I don't want to imagine training for months to run one of the greatest races I will ever compete in, only to get a DNF at the end of the day. I don't want to imagine waiting for my dad to cross the finish line, being so happy and so proud, only to lose my brother and my own leg. I don't want to imagine cheering on my friends with bells and posters, only to be terrorized with bombs going off around me and not knowing what direction I should run for safety. I don't want to imagine being a mother at home, anxiously awaiting a phone call from my child bragging about their race, only to turn on the television and pray that my child will instead call me to tell me they are alive and in tact. I do not want to imagine the surge of accomplishment I would feel by running my hardest toward the finish line, only to have that feeling be shattered by smoke and shrapnel. I don not want to imagine being such an amazing and strong athlete, only to have one or both of my legs blown off from under me. I do not want to imagine running into a crowd to help those injured, only to find gruesome injuries and limbs scattered on the ground.

I do not want to imagine any of these things. And yet, I cannot stop thinking about them.

I don't mean to make this about me, but in a way I can't help it. It's another instance where this could have happened to any of us, and that is affecting me.  When I "ran" the LA marathon in 2010 with my then-boyfriend Brian, it was a struggle to finish. It took us a while, but we stuck together, and the best feeling in the world was turning the last corner to see the finish line up ahead through the fog.

We stopped to take this picture- maybe 100 or so feet away from the finish line- because we were so happy and proud of ourselves.

Looking at this picture now is eerie to me. We're in a very similar location in this race as the first bomb was in Boston. We were so elated at that moment. Those runners in the same spot yesterday went from such an amazing high to such a low, so quickly. It hurts my head and my heart to put myself in the shoes of those wonderful people in Boston.

Again, while I am nowhere near an elite enough level to come close to qualifying for Boston, I feel a kinship with those runners and their families. I remember being at that finish line. It is such a moment of personal satisfaction, joy, and innocence. Any kind of violence or pain- except for that pesky blister on your foot- are the furthest thing from your mind.

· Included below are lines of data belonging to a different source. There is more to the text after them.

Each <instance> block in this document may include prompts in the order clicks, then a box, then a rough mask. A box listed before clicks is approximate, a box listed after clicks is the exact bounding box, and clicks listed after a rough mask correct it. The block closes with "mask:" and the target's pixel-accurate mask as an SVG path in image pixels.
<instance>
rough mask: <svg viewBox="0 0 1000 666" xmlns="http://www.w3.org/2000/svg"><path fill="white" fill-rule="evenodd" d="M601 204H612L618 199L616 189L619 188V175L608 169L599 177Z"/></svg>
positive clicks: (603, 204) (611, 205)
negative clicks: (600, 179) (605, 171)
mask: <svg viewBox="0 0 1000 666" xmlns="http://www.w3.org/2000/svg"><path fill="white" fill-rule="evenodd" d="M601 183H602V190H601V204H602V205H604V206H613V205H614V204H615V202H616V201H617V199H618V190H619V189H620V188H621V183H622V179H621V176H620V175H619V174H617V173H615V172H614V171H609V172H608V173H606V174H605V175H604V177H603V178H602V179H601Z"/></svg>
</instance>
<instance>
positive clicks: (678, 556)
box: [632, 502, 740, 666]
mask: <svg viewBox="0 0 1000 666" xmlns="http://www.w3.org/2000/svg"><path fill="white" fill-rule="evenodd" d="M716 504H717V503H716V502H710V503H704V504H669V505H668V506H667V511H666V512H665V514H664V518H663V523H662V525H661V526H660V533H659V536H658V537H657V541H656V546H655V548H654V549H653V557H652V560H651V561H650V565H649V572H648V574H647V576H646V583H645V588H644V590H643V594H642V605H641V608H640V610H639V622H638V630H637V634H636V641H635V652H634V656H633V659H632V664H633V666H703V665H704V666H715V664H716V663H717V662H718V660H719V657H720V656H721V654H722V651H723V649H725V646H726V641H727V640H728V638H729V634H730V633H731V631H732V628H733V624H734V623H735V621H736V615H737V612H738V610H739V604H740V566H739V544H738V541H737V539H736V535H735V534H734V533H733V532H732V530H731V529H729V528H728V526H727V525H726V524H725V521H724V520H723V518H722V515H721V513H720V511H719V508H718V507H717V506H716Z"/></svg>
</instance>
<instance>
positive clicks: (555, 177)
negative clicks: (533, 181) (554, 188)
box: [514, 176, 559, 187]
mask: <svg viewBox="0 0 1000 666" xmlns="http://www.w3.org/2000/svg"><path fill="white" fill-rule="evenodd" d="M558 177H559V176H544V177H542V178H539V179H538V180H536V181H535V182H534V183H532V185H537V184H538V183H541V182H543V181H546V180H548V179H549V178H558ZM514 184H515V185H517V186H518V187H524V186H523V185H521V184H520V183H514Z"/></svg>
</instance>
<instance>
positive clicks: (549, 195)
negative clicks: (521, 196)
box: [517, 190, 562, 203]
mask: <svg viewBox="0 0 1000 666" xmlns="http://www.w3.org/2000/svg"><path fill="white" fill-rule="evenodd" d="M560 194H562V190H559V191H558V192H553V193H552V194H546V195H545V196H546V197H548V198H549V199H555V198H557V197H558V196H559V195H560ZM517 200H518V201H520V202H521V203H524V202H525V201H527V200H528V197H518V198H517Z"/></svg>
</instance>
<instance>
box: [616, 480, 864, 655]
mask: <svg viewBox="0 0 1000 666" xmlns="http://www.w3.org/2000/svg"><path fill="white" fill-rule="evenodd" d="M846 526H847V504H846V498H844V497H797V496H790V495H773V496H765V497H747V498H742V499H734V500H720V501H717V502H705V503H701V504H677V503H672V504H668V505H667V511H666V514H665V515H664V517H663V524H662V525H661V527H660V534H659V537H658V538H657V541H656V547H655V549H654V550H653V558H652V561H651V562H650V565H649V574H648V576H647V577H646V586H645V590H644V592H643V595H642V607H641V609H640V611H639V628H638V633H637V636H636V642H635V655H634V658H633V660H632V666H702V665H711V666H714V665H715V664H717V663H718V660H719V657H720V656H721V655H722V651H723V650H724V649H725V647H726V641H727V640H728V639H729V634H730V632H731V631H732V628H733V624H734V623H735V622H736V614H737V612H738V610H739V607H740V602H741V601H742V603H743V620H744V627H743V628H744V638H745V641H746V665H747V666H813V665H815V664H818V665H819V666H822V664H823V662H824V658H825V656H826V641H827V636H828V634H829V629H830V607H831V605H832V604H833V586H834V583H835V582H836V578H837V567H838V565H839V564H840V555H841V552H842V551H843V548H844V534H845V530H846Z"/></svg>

I don't really know how to end this post. Mostly because everything still seems so raw and my mind is still scattered with thoughts and emotions. But I do know this- my heart hurts for all of the runners, family, friends, and fans that were injured yesterday. And I am so proud of all of the people who stepped up and assisted wherever and however they could. My heart is with all of the people who were affected yesterday, both physically and emotionally.